Ilja Brener

Personal information
- Born: September 28, 1989 (age 36) Moscow, Soviet Union

Chess career
- Country: Germany
- Title: International Master (2007)
- FIDE rating: 2406 (July 2026)
- Peak rating: 2423 (April 2008)

= Ilja Brener =

Russian-German chess player

Ilja Brener (born 28 September 1989) is a Russian-born German chess player. Since May 2007 he has been identified as an International Master by the World Chess Federation, having first broken through the necessary Elo ratings threshold of 2400 points at a tournament in Prague in May 2004.

== Life ==
Ilja Brener was born in Moscow. When he was three his family relocated to Berlin. Chess was part of family life. However, by the time he was five years old he was routinely outplaying his grandfather, which indicated an unusual talent for the game. He joined his first chess club two years later, in 2007. His coaches included Holger Borchers, International Master Jakob Meister and Grandmaster Sergey Kalinitschew.

== Successes ==
On 23 November, in Graz, he won the first Youth Championship of the European Union in the under-14 category. In July 2004 he won with the German under-18 team the European Championship in Belgrade, receiving a gold medal for his 3.5 out of 5 result from the first reserve board. In April 2005 he was the German under-18 internet-champion.
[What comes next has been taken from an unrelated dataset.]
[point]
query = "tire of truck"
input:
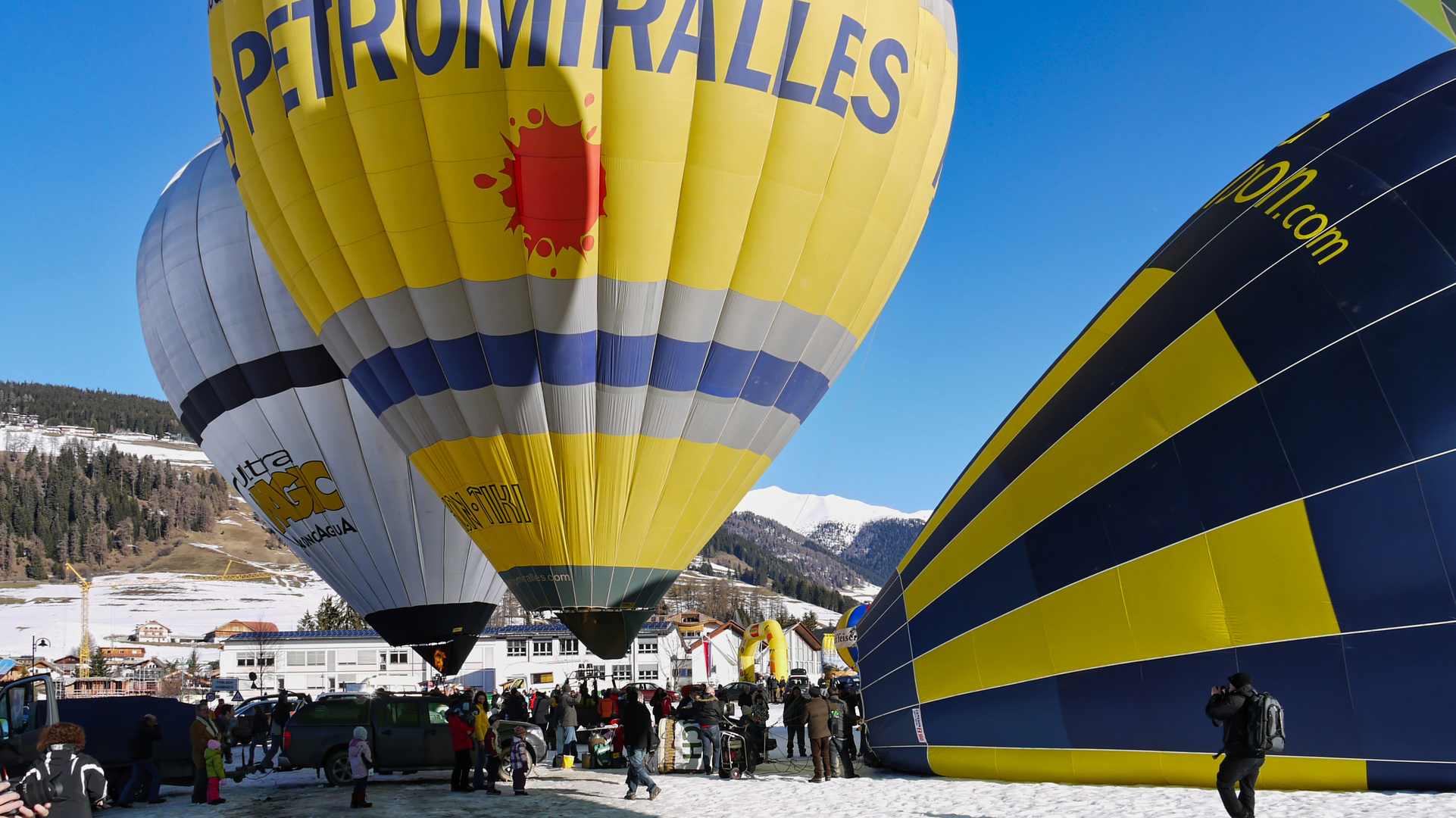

At the July 2006 European Championship in Balatonlelle Brener was the third member of the German National Team. He received a silver medal for his 4.5 out of 6 result from the fourth board. He took part as a member of the German National Team in the Mitropapokal Cup three times, in 2005, 2006 and 2007, when the team won a bronze medal at Szeged. He was a member of the C-cadre of the German National Team.

As a teenager/young player Brener played in six Berlin clubs, most recently with "Schach Verein 'Glück Auf' Rüdersdorf" in the 2. Schachbundesliga (Chess League 2 North). In 2007/2008 he played in the German Chess League with Zehlendorf Chess Club. Since 2013/14 he has played for TuS Makkabi Berlin, for whom at the start of 2018, International Master Brener was the most highly rated of the active players.

Since Brener achieved the necessary Elo rating of 2400 points in Prague in May 2004 to become an International Master his highest rating, achieved in April 2008, was 2423. More recently, in April 2018, it was down to 2401.